Leaf Development in a C4 Species Lacking Kranz Anatomy
C4 photosynthesis was once thought to be inextractably linked to Kranz anatomy, a morphology in which leaf chlorenchyma is separated into mesophyll cells containing phosphoenolpyruvate carboxylase (PEPC) and into bundle sheath cells containing Rubisco. This concept was turned on its head when three succulent species in the family Chenopodiaceae, including Bienertia sinuspersici, were shown to have a unique photosynthetic mechanism in which C4 photosynthesis occurs within individual photosynthetic cells. This single-celled C4 photosynthesis is possible because B. sinuspersici develops two cytoplasmic compartments in its chlorenchyma cells: a large central cytoplasmic compartment packed with chloroplasts and mitochondria, and a peripheral layer of cytoplasm with chloroplasts. The peripheral cytoplasm is analogous to the mesophyll cells of typical C4 plants. Atmospheric CO2, upon entry into chlorenchyma cells, is incorporated into the C4 acid oxaloacetate by PEPC in the peripheral cytoplasm. The central cytoplasmic compartment, on the other hand, is analogous to the bundle sheath cell of typical C4 plants. Rubisco, localized exclusively in the central cytoplasmic compartment, fixes the CO2 released by the organic acids produced by PEPC. The studies of Lara et al. (pp. 593–610) shed light on the timing and pattern of expression of photosynthetic genes in B. sinuspersici as well as the stability of its unusual cytoplasmic architecture. They report that Rubisco subunits, and enzymes of the glycolate pathway, accumulate more rapidly than enzymes associated with the C4 cycle, suggesting a progressive development of C4 photosynthesis. They also report that when branches containing mature leaves were enclosed in darkness for one month, the cytoplasmic spatial domains were maintained.
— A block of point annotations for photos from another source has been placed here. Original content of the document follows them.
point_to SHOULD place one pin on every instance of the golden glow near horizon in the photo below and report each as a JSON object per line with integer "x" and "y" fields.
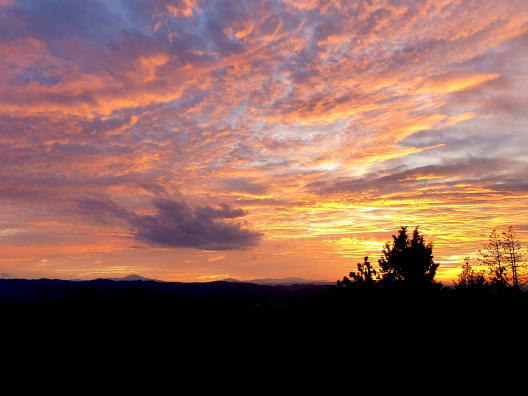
{"x": 198, "y": 140}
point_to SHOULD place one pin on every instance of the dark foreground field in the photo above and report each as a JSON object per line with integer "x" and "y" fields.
{"x": 212, "y": 320}
{"x": 229, "y": 303}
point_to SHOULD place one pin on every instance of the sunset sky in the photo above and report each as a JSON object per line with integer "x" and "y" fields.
{"x": 194, "y": 140}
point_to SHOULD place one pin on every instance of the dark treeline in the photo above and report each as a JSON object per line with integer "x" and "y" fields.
{"x": 399, "y": 292}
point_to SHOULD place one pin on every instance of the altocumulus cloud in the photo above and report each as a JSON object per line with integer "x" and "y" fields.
{"x": 176, "y": 224}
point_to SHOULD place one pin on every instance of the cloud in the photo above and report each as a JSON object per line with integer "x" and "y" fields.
{"x": 176, "y": 224}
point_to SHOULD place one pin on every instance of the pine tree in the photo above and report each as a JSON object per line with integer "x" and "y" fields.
{"x": 514, "y": 256}
{"x": 493, "y": 256}
{"x": 408, "y": 261}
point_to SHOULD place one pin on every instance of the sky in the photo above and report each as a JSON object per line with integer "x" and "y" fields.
{"x": 196, "y": 140}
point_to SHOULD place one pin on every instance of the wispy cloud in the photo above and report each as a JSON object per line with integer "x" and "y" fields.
{"x": 319, "y": 119}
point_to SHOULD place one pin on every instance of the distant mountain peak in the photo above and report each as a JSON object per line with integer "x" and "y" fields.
{"x": 132, "y": 277}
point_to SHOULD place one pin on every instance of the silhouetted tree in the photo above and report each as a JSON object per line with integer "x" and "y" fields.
{"x": 514, "y": 256}
{"x": 471, "y": 279}
{"x": 409, "y": 261}
{"x": 493, "y": 256}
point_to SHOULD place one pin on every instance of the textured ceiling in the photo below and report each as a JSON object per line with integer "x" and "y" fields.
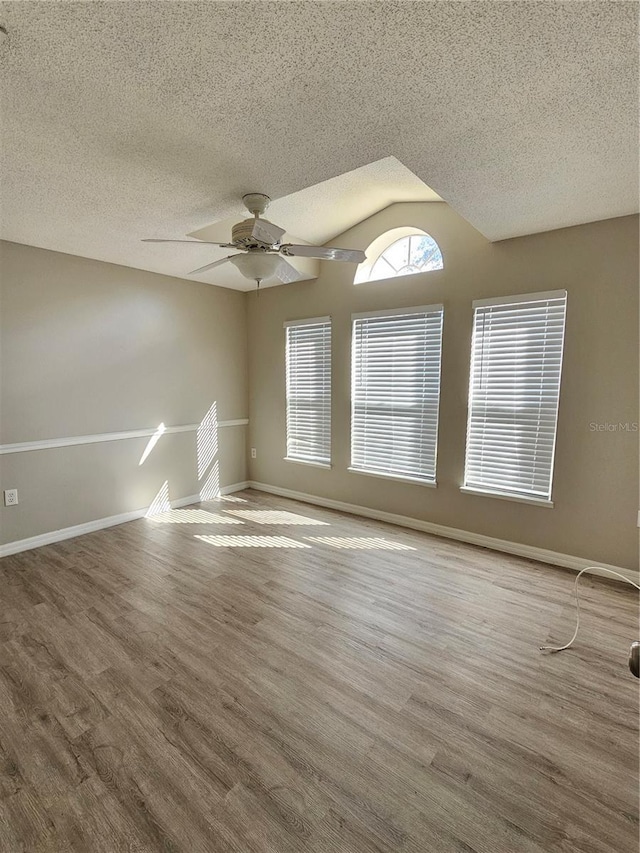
{"x": 125, "y": 120}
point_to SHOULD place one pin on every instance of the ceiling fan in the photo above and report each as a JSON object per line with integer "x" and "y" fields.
{"x": 259, "y": 240}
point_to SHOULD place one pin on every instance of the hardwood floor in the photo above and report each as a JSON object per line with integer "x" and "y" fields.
{"x": 352, "y": 688}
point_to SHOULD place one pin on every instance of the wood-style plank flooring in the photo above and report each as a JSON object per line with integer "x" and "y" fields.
{"x": 261, "y": 676}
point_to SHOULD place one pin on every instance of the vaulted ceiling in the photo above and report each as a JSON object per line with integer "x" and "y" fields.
{"x": 134, "y": 119}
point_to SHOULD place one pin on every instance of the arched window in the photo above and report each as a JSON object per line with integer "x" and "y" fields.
{"x": 402, "y": 251}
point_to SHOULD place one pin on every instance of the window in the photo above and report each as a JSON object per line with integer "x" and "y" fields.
{"x": 402, "y": 251}
{"x": 514, "y": 388}
{"x": 308, "y": 365}
{"x": 396, "y": 392}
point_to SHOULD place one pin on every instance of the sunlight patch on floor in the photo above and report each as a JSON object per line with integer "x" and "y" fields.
{"x": 360, "y": 543}
{"x": 252, "y": 542}
{"x": 267, "y": 516}
{"x": 193, "y": 516}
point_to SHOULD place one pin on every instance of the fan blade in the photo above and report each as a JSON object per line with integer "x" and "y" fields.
{"x": 266, "y": 231}
{"x": 193, "y": 242}
{"x": 211, "y": 266}
{"x": 286, "y": 272}
{"x": 325, "y": 253}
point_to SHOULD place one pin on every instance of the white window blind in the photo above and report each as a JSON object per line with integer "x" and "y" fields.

Insights into the Function of an Outer Chloroplast Membrane Protein
The Omp85 (Outer membrane protein, 85 kD) superfamily of β-barrel proteins is found in chloroplasts, mitochondria, and Gram-negative bacteria. The Omp85 proteins in bacteria and mitochondria mediate biogenesis of other β-barrel proteins, and are indispensable for viability. Chloroplasts contain at least two distinct types of Omp85 homologs, namely, Toc75 (Translocon at the outer envelope membrane of chloroplasts, 75 kD) and OEP80 (Outer Envelope Protein, 80 kD). Since both homologs exist in extant cyanobacteria, these proteins presumably arose from a common ancestor in the original endosymbiont. Indeed, detailed phylogenetic analyses suggested that Toc75 and OEP80 diverged early in the evolution of chloroplasts. Toc75 functions as a preprotein translocation channel during chloroplast import, but the role of OEP80 remains elusive. Patel et al. (pp. 235–245) demonstrate that AtOEP80 is essential for viability, and reveal that the N-terminal part of the protein is not required for its biogenesis or function.